The 1st Louisiana Infantry fought at the Battle of the Wilderness on 5 May 1864. The brigade was led by Brigadier General Stafford and was part of Johnson's division and Ewell's Second Corps. According to historian Gordon C. Rhea, Stafford's Louisiana brigade had earned a reputation for drinking, pillaging, and hard fighting. Stafford's brigade helped repel Union V Corps attacks at Saunders' Field between 1 and 3 pm on 5 May. In see-saw fighting in dense woods around 3:30 pm, the Stonewall Brigade on Stafford's right was driven back by Union VI Corps troops that then rushed into the gap between the two brigades. Stafford's soldiers were forced to retreat in confusion. Soon after giving the order to fall back, Stafford was fatally shot through the spine. The other Louisiana brigade under Brigadier General Harry T. Hays' was sent from the reserve to help, but it was also mauled in the fighting.
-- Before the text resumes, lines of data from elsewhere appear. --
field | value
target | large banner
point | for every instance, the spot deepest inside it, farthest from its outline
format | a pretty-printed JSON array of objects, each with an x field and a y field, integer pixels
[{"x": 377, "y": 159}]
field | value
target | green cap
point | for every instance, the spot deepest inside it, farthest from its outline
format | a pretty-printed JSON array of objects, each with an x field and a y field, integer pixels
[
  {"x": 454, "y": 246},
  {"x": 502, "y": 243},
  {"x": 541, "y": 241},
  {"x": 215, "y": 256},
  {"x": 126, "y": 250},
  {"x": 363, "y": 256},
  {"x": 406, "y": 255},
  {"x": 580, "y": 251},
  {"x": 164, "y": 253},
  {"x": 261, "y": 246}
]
The brigade fought in the Battle of Spotsylvania on 7–20 May 1864. On 12 May, a dawn attack by the Union II Corps overran Johnson's division at the Bloody Angle, capturing 2,800 men and 20 artillery pieces. Johnson himself was captured and his division was practically destroyed. The initial Union success was followed by vicious fighting that lasted the rest of the day, with neither side gaining any further advantage. Most of the soldiers in the 1st Louisiana Infantry were captured in this action. The remnant took part in the Valley campaigns of 1864 in the summer and fall, fighting in the battles of Monocacy, Third Winchester, Fisher's Hill, and Cedar Creek. At Monocacy, the two Louisiana brigades were united under the command of Brigadier General Zebulon York in Major General John B. Gordon's division. At Cedar Creek, in what was once Stafford's brigade, the survivors of 1st Louisiana Infantry were consolidated with the 14th Louisiana Infantry. By October 1864, the consolidated unit was reduced to the strength of a single company.
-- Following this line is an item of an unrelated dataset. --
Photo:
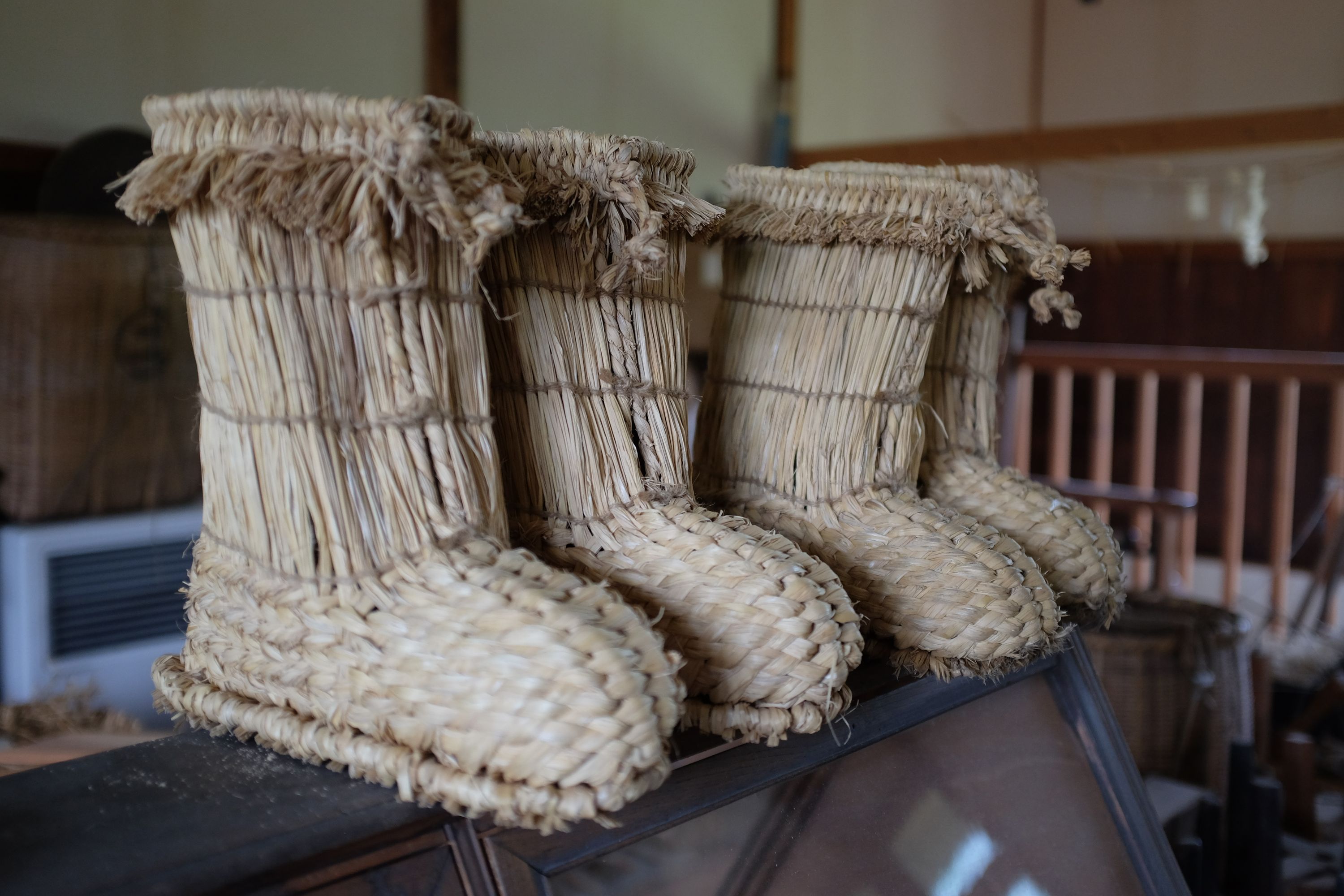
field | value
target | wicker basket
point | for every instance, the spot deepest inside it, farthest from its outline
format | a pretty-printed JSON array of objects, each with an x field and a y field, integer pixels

In December 1864, the regiment returned from the Shenandoah Valley to serve in the Siege of Petersburg. The Petersburg trenches were evacuated on 2 April 1865 and General Robert E. Lee surrendered on 9 April at Appomattox. At the surrender, the 1st Louisiana Infantry counted only 1 officer and 18 enlisted men present for duty. During the war, the regiment suffered losses of 162 men killed in action, 74 died of disease, and 1 died by accident. Another 88 men deserted.